Viewing this change on the micro level of SCM, Forrester analyst Dave West said, “I’ve seen a migration away from complex and expensive software configuration management solutions to Subversion and other open-source solutions.

“These tools are easier to work with, of course cheaper, and are gaining popularity,” he added, and if the trend continues, “I see a continued movement towards Git and other DVCS tools.”

A fairly recent innovation in version control, DVCS tools offer developers a much easier and more compelling way to develop software, especially if teams are distributed across the world, said Eric Sink, founder of SCM vendor SourceGear.

DVCS tools differ in several ways from a more traditional centralized approach to revision control.

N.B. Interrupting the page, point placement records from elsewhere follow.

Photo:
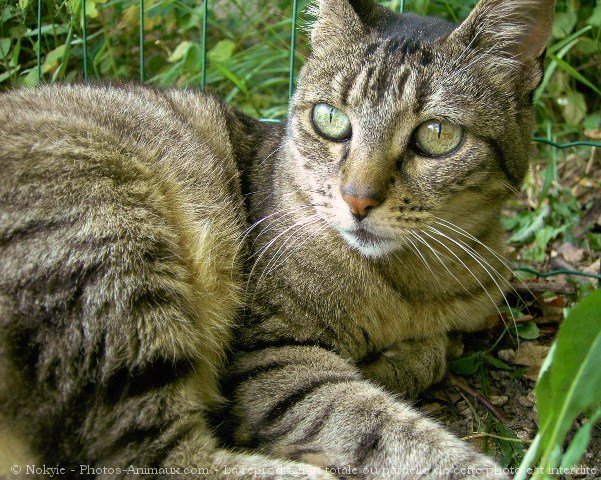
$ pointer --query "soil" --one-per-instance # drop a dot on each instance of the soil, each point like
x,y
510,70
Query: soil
x,y
511,395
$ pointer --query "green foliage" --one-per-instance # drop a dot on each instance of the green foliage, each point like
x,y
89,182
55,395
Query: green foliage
x,y
569,385
248,44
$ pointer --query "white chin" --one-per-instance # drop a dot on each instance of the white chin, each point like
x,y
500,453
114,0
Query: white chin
x,y
370,248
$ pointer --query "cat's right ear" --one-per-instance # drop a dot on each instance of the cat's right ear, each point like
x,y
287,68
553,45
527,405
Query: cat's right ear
x,y
342,21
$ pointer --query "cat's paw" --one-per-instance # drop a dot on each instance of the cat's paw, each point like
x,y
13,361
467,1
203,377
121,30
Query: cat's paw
x,y
416,447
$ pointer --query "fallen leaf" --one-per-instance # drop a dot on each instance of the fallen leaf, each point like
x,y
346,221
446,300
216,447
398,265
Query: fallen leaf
x,y
530,354
571,253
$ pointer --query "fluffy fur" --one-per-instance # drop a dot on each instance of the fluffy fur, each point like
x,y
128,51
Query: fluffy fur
x,y
123,252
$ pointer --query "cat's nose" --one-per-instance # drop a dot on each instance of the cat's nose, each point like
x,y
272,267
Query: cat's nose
x,y
360,206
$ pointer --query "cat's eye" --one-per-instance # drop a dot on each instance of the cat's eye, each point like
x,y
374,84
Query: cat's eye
x,y
331,123
437,138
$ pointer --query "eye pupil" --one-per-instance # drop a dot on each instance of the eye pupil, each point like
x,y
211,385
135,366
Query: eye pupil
x,y
331,123
437,138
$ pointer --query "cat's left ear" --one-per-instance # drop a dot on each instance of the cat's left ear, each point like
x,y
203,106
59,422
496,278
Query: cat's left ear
x,y
514,30
342,21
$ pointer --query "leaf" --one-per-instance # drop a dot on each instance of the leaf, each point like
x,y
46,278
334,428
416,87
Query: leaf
x,y
530,354
222,51
573,106
9,73
564,24
580,442
495,362
180,51
595,18
468,365
571,383
5,47
528,331
53,58
575,73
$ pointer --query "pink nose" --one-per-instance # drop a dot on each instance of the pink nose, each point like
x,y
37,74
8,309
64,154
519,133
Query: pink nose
x,y
360,206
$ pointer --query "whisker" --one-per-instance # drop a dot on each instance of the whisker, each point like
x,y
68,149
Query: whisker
x,y
477,257
469,271
436,254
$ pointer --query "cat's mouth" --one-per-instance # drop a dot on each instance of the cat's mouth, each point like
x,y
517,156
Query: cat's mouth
x,y
367,242
365,237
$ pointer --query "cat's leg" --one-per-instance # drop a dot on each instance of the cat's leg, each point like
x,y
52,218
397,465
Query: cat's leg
x,y
198,457
409,367
307,403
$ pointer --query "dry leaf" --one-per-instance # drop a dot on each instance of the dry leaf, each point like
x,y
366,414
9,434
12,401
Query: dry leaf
x,y
530,354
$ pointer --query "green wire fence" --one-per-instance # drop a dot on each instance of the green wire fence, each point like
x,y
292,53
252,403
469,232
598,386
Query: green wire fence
x,y
291,82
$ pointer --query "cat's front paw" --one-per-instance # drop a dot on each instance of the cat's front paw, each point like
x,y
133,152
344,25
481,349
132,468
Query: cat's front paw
x,y
416,447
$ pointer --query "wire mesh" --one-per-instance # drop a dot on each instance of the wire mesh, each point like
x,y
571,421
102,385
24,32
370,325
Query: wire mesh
x,y
141,37
292,69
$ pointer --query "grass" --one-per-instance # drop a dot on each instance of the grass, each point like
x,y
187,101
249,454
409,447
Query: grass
x,y
248,65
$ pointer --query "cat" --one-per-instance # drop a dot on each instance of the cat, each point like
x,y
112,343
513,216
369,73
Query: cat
x,y
374,223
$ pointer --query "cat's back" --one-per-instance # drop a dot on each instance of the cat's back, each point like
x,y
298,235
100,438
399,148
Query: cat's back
x,y
120,222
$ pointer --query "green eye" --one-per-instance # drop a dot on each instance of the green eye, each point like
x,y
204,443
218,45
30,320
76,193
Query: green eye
x,y
331,123
437,138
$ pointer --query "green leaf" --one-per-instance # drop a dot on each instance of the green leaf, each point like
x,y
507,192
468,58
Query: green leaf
x,y
573,106
53,58
528,331
570,382
468,365
9,73
594,240
580,442
222,51
5,46
575,73
595,18
564,24
180,51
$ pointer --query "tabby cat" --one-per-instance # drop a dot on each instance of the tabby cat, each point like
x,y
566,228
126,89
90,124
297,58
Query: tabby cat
x,y
374,225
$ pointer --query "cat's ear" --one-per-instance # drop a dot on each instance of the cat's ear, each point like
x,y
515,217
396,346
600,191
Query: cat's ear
x,y
517,30
341,21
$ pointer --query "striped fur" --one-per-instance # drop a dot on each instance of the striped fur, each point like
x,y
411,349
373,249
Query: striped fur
x,y
121,275
123,256
337,330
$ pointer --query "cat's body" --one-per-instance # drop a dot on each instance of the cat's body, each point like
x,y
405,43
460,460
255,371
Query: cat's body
x,y
122,251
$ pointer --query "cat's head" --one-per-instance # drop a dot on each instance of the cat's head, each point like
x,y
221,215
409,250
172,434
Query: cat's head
x,y
402,121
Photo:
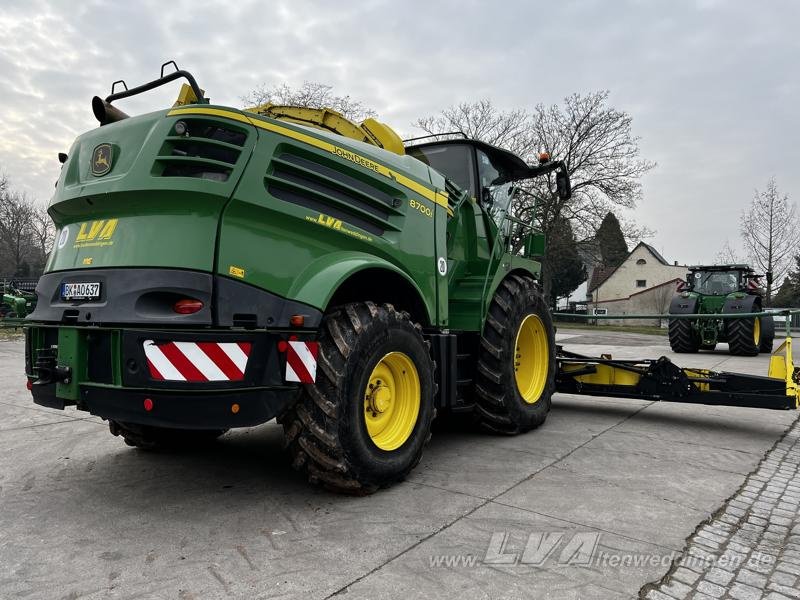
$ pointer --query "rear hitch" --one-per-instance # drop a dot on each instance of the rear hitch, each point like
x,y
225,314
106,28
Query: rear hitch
x,y
48,371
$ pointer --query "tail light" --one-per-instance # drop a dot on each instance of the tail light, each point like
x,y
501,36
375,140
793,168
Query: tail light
x,y
187,306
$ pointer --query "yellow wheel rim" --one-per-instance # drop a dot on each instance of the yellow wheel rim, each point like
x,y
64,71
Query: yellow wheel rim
x,y
392,400
531,359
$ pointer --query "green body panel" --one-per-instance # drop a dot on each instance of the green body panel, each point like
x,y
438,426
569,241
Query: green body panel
x,y
473,275
163,221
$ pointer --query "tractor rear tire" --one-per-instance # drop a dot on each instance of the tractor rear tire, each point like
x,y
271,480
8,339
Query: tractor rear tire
x,y
149,437
767,335
516,371
682,336
744,336
364,423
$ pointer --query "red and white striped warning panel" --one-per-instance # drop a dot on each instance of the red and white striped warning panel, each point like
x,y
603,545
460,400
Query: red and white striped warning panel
x,y
197,361
301,361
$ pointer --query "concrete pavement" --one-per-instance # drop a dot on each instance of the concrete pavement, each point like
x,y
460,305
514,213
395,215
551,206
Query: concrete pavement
x,y
594,504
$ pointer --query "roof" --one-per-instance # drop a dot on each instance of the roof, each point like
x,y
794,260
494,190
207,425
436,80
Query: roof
x,y
600,273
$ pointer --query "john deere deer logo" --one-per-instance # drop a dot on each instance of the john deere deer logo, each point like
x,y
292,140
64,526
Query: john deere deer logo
x,y
101,160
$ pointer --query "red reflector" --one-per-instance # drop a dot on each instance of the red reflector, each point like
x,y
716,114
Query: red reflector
x,y
187,306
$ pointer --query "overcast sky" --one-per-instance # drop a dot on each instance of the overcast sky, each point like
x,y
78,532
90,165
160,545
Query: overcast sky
x,y
712,86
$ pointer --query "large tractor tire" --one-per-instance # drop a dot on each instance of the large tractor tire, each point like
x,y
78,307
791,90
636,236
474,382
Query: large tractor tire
x,y
516,362
149,437
683,337
744,336
767,335
365,422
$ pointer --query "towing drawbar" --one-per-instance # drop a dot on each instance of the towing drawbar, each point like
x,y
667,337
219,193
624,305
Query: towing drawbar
x,y
661,379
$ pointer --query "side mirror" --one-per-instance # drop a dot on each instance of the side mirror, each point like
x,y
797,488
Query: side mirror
x,y
563,185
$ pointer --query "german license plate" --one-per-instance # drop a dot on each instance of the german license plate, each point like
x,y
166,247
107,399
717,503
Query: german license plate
x,y
80,291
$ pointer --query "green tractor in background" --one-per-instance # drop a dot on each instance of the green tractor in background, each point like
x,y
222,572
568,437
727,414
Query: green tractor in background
x,y
16,303
720,289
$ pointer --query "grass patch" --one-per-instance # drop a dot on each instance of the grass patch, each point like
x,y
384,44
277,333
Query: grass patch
x,y
645,329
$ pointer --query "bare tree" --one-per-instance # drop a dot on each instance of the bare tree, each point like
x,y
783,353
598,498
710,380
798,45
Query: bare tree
x,y
594,140
771,233
311,95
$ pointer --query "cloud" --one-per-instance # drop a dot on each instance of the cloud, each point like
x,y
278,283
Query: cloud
x,y
710,85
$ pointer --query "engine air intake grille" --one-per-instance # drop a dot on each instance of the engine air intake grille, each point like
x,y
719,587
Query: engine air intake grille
x,y
327,190
207,150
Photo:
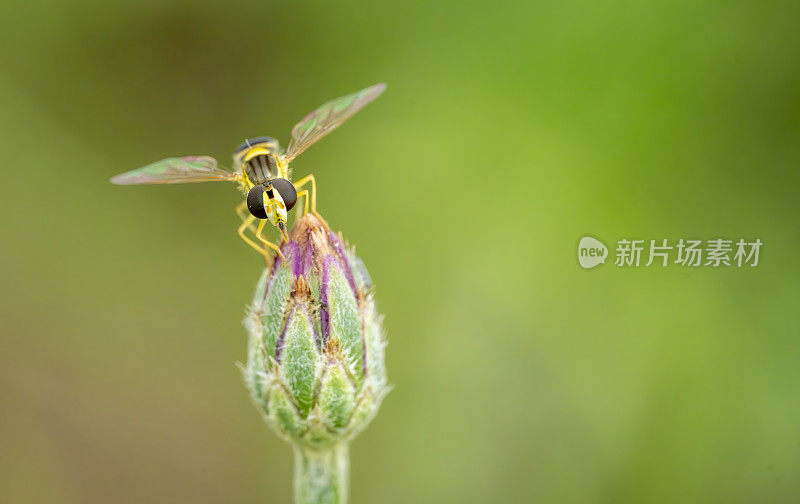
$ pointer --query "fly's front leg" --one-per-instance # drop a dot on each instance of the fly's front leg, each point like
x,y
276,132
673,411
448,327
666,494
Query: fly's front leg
x,y
300,183
241,211
248,221
267,242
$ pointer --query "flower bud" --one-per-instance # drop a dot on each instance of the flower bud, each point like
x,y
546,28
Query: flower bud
x,y
315,365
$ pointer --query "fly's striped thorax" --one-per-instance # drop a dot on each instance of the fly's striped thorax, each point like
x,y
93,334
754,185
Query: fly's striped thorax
x,y
259,165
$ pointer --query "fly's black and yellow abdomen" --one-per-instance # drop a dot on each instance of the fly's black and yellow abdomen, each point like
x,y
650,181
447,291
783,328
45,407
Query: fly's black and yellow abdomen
x,y
256,195
260,165
266,142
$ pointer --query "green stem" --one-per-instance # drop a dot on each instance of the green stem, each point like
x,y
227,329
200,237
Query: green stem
x,y
321,476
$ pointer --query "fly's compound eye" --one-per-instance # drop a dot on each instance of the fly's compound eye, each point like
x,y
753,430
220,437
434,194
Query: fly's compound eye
x,y
287,191
255,202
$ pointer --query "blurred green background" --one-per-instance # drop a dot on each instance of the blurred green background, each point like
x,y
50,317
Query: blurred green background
x,y
508,131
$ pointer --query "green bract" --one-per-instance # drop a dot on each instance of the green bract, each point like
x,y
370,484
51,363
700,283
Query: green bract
x,y
315,365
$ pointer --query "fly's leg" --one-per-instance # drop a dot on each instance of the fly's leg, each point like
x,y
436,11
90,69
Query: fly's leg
x,y
245,224
300,183
267,242
241,211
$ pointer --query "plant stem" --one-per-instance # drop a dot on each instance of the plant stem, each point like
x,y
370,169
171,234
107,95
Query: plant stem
x,y
321,476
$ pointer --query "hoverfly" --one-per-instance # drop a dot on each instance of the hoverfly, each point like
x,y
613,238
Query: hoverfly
x,y
261,169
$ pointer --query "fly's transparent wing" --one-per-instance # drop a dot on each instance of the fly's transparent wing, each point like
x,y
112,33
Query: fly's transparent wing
x,y
176,171
328,117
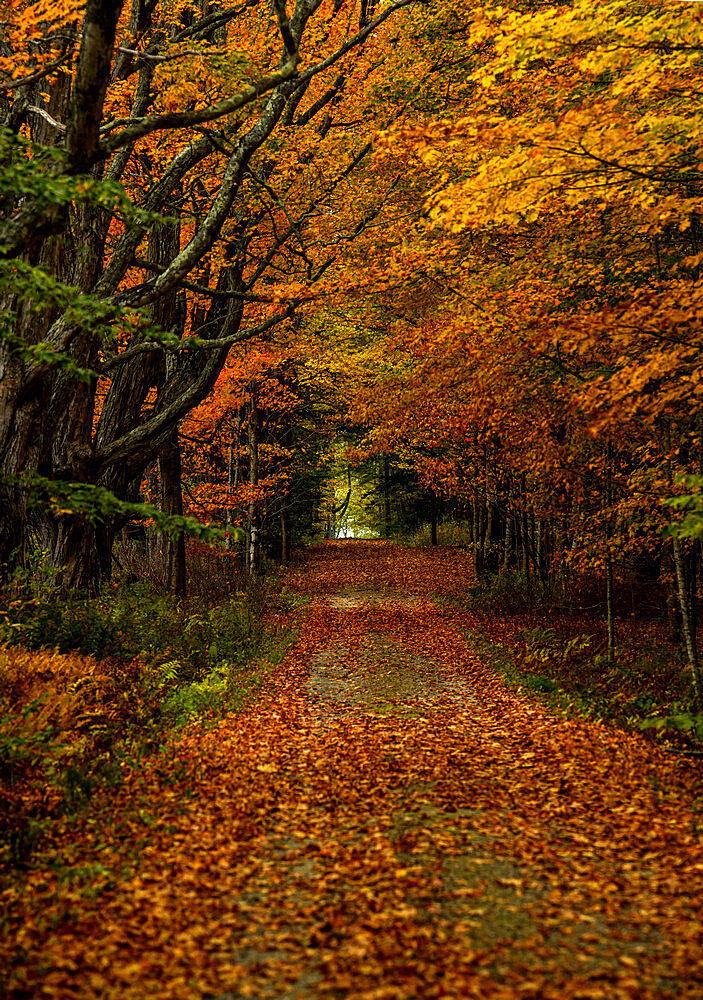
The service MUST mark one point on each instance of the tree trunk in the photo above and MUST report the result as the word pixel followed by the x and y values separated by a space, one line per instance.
pixel 687 619
pixel 252 525
pixel 174 549
pixel 609 602
pixel 386 497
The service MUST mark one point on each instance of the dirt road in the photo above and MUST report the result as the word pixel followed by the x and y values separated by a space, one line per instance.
pixel 390 822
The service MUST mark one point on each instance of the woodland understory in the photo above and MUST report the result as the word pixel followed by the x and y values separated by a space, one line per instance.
pixel 351 498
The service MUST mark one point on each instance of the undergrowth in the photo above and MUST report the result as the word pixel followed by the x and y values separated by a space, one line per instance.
pixel 559 656
pixel 86 683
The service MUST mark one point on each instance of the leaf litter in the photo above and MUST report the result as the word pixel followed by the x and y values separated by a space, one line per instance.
pixel 389 821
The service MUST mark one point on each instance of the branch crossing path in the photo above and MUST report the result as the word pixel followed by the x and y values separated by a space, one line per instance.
pixel 389 821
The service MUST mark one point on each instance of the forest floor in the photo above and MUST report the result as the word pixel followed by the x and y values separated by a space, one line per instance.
pixel 388 821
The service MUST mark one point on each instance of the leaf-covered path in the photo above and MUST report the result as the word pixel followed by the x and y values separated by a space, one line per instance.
pixel 389 822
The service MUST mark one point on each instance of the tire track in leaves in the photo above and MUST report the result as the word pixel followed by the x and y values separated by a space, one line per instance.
pixel 389 822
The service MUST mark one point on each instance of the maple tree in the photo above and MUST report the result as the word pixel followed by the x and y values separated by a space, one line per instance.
pixel 194 112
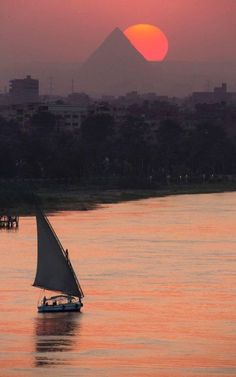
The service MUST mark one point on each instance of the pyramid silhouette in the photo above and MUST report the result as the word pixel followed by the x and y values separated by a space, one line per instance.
pixel 115 67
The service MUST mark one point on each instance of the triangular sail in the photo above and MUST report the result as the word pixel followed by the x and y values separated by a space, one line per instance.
pixel 54 270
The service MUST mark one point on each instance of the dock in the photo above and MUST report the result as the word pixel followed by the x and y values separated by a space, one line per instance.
pixel 9 221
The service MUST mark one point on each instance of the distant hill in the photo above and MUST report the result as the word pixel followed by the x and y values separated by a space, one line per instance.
pixel 116 67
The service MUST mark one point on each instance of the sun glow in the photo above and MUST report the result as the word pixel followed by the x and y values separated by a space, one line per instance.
pixel 149 40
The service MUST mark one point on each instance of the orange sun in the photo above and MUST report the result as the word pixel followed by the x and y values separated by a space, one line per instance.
pixel 149 40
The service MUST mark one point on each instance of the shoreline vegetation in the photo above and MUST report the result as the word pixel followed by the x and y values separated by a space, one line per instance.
pixel 20 199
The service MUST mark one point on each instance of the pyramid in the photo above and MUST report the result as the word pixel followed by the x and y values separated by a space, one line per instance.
pixel 114 68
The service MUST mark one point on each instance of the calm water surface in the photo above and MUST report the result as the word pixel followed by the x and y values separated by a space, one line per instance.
pixel 159 277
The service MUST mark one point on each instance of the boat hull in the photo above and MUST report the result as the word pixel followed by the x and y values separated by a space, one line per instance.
pixel 69 307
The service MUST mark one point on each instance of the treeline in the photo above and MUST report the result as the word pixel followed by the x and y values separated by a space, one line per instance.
pixel 130 150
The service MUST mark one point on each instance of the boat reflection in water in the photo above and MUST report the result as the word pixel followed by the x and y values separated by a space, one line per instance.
pixel 55 333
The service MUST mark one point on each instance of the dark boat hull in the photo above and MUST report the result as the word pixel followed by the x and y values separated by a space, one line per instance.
pixel 69 307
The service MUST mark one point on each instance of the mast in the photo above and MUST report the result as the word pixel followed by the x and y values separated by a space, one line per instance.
pixel 54 269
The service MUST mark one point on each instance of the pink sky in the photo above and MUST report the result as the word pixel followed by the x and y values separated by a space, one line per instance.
pixel 69 30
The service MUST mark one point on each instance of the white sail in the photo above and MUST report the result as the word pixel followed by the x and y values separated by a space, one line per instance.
pixel 54 270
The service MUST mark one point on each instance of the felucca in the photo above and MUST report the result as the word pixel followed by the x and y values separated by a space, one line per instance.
pixel 55 272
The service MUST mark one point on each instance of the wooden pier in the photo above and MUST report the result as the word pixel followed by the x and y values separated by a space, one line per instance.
pixel 9 222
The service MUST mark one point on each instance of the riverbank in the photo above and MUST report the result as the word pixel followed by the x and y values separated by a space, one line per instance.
pixel 62 197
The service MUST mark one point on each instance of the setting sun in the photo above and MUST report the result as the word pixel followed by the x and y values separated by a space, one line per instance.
pixel 149 40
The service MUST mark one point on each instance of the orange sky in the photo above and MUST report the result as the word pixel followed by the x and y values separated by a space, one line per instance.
pixel 69 30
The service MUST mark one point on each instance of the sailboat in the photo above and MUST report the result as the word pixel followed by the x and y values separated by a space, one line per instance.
pixel 55 272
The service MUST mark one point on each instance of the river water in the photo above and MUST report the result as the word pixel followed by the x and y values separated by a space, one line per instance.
pixel 159 278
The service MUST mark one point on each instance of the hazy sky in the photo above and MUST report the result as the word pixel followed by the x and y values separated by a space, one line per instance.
pixel 69 30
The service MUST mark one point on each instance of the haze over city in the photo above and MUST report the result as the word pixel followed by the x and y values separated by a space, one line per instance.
pixel 53 38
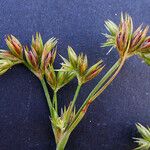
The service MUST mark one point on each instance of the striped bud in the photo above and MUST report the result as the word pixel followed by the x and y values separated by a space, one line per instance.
pixel 82 64
pixel 72 56
pixel 125 40
pixel 32 58
pixel 5 65
pixel 93 71
pixel 81 70
pixel 14 45
pixel 51 77
pixel 37 44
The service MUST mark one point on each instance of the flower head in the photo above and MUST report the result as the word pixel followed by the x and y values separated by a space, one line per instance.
pixel 57 79
pixel 79 66
pixel 14 45
pixel 126 41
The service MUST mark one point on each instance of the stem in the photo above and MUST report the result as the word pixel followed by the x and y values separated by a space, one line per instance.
pixel 108 82
pixel 73 102
pixel 47 95
pixel 100 83
pixel 63 141
pixel 55 101
pixel 75 96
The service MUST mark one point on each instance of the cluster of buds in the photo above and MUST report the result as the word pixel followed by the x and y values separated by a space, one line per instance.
pixel 37 58
pixel 79 66
pixel 14 46
pixel 40 55
pixel 57 79
pixel 12 57
pixel 125 40
pixel 5 64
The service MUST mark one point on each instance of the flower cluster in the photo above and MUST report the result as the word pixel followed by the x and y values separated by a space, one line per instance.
pixel 79 66
pixel 127 41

Unlike the centralized model, DVCS may offer several “central” repositories for developers to work with, easing the difficulty of distributed teams collaborating on work, explained Jack Repenning, CTO of ALM vendor CollabNet. These types of tools also enable users to work productively even when not connected to a network, which is another differentiator from traditional revision control tools that require a connection to a network for operations and tasks.

“A team in Ohio and Ireland can work in two separate repositories during the day and let their work sync over night,” Sink said. “In enterprise speak, these tools don’t just scale up, they scale out, too.”

For the moment, though, Sink said DVCS tools are more compelling to developers than managers because of the productivity boost they can provide.

Repenning agreed: “Many of the developer attractions of DVCS are individual user conveniences,” such as “local, fast and private versioning, graceful developer-to-developer merges without bothering the central repository, and easier project joins,” he said.

Repenning thinks that DVCS will be ready for enterprise use in a future that he says will include “automatic branch ‘push’ to a designated central repository, central control of access rights and automatic status updates (‘Who’s working on what, how has it changed?’) to all players,” he said.  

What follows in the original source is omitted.